A Huge Overhaul

On this day the church remembers Saint Angelo Roncalli, better known as Pope John XXIII.

Born in 1881 to a family of thirteen children in rural northern Italy, Roncalli entered the seminary at the age of 12 and was heavily influenced by the progressive leaders of the Italian social movement.

He was finally ordained in 1904 and served in World War I in the medical and chaplaincy corps while serving in the bishop’s office at Bergamo. During his time in the bishop’s office, he learned social action and gained experience serving the working class.

In 1921 he was called to Rome to serve as the director of the Society for the Propagation of the Faith. He was consecrated archbishop in 1925 and made apostolic representative to Bulgaria, and then Turkey and Greece in subsequent years.

During his time in the East he built bridges toward Orthodox Christianity, and when World War II broke out, Roncalli was instrumental in passing secretive and sensitive information back to Rome to help Jews fleeing the Nazi regime.

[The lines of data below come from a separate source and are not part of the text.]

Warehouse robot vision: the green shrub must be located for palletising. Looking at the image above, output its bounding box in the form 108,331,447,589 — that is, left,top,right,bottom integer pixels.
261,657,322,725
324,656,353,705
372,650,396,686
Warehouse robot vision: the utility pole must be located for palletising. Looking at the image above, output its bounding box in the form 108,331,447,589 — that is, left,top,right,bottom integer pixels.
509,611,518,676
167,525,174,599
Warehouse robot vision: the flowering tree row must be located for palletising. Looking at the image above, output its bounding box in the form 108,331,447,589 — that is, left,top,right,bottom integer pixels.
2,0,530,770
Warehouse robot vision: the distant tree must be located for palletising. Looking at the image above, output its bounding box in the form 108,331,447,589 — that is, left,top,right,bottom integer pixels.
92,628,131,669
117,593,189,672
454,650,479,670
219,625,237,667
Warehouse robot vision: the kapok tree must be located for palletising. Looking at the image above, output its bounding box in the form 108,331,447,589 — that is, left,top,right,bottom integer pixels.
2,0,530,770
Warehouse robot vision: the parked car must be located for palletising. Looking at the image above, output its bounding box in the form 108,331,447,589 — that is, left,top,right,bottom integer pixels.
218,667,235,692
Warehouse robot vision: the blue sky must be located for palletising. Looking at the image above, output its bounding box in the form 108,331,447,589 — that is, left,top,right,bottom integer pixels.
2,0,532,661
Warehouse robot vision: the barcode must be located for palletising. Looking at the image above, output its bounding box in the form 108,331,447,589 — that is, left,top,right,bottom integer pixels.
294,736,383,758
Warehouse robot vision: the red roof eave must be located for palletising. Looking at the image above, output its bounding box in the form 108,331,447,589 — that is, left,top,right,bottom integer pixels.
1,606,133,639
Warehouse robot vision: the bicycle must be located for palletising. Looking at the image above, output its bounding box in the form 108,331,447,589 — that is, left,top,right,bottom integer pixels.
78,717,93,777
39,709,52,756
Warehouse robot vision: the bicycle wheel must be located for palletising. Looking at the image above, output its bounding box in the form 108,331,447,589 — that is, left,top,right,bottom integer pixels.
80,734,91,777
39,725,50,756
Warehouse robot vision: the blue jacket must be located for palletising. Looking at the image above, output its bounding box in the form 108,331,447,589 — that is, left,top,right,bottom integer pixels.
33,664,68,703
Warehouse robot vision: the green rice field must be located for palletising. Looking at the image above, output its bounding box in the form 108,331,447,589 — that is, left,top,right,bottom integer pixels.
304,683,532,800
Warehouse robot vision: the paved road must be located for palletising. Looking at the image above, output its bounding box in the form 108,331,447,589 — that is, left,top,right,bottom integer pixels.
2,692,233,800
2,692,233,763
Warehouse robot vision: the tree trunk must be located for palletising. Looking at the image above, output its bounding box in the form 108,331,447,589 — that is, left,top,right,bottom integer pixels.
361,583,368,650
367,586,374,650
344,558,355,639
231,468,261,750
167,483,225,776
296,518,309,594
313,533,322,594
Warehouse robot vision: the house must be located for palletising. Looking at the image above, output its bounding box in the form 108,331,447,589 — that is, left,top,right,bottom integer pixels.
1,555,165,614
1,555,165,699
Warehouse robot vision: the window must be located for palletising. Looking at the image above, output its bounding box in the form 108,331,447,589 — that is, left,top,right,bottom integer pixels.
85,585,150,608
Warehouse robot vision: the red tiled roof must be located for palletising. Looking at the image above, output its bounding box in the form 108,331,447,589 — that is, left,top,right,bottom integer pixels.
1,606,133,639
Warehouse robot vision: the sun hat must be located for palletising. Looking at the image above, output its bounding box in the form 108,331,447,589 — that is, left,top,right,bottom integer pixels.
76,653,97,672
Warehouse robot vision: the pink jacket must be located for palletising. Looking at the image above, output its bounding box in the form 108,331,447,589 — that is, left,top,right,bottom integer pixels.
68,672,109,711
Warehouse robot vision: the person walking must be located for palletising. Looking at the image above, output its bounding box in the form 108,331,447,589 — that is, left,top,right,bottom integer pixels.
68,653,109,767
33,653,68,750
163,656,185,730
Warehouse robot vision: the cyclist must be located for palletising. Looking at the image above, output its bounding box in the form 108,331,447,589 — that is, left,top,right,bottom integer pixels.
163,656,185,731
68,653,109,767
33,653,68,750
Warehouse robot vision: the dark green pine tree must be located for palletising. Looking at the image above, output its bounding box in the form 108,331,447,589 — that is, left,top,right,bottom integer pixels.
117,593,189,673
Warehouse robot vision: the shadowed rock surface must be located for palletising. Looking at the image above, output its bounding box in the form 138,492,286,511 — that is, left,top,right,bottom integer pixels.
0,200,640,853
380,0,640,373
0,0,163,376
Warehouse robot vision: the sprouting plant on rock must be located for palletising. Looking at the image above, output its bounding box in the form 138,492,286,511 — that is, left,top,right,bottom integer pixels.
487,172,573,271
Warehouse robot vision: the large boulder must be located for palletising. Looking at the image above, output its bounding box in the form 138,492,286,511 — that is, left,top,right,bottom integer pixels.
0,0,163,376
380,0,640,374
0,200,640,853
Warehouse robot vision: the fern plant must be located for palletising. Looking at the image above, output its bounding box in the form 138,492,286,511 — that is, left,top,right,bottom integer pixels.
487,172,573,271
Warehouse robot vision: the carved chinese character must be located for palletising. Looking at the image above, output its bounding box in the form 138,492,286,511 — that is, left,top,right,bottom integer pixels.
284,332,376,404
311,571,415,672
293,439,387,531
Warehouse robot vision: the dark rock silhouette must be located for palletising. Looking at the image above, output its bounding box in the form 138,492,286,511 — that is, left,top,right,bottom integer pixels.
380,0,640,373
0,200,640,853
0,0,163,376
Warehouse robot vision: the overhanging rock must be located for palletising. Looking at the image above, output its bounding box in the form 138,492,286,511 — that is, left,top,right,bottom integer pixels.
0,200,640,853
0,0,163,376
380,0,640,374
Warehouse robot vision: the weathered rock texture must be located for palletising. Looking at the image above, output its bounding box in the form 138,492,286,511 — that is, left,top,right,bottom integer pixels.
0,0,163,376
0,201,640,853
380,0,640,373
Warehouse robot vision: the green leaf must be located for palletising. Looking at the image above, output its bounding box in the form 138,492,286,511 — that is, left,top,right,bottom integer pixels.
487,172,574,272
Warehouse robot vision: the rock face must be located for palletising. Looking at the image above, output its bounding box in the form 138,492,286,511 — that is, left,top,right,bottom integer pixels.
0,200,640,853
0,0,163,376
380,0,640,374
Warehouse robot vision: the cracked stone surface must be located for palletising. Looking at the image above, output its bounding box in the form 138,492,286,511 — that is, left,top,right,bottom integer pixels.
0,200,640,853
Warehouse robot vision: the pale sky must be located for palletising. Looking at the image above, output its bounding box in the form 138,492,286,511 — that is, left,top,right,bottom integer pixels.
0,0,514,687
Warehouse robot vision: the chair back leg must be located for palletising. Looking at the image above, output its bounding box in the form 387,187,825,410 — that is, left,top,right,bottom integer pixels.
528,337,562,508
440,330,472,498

In 1958, at the age of 77, he was elected pope and chose the name John. Everyone expected him to be a buffer between Pope Pius XII and whomever came next, holding down the fort in his old age.

But Pope John XXIII wasn’t having any of that. Building off of his early days working with the poor and his service in the military, he orchestrated an ecclesial overhaul on a massive scale, diversifying the college of cardinals, revising the code of canon law, and calling the Second Vatican Council to shake up the church.

Pope John XXIII’s ultimate goal, it appears, was the re-unification of the church, and (arguably) more than any Bishop of Rome before or since, visited hospitals, prisons, and schools regularly. He was known for, as the folk band Spanky and Our Gang would say, “Giving a damn.”

Today Pope John XXIII is a reminder to me, and to the church, that we can never discount the present moment, regardless of appearances, as being ripe and ready for change.

In many ways he didn’t bother building off of the past, but let some unhelpful and useless ways of operating die on the vine, planting in new soil for a new and changing world. Not everything can be redeemed, Beloved. Sometimes you must start fresh.

And the things that can be redeemed?

Sometimes they need more than refurbishment…they need a huge overhaul.

Huge.

-historical portions gleaned from Pfatteicher’s “New Book of Festivals and Commemorations”

Mystery

Today the Church celebrates one of our moveable, and most confounding, Feast Days: The Feast of the Holy Trinity.

Here’s the thing about the Holy Trinity: it is a mystery to be held, not a problem to be solved…so we should stop trying to solve it, already.

At its best this doctrine, and this Feast Day (which has been celebrated on this Sunday after Pentecost since at least the 10th Century), honors the ineffable nature of the Divine. Using ancient numerology and a mystic mindset, it acknowledges that some things are unknowable, always spinning, and that this can be comforting for a humanity that longs to peg everything down.

A God who cannot be pegged down is endlessly possible.

At its worst this doctrine has become a (primarily masculine) box that explains in ways that don’t make any sense who God is and how Jesus and God are related, and then throws in a bird (or are they all the same and not related at all? See what happens when you think about it too much?!).

The Trinity is a Divine whirlwind of creativity and love.

The Trinity is a thought that is foundational to all other thoughts.

The Trinity is mother of all, the stream in which time is caught up, the hovering mist that covers existence.

And it is also none of this.

The Holy Trinity is a reminder for me, and should be for the whole church, that any effort to peg the Divine down is a fool’s errand (thank God).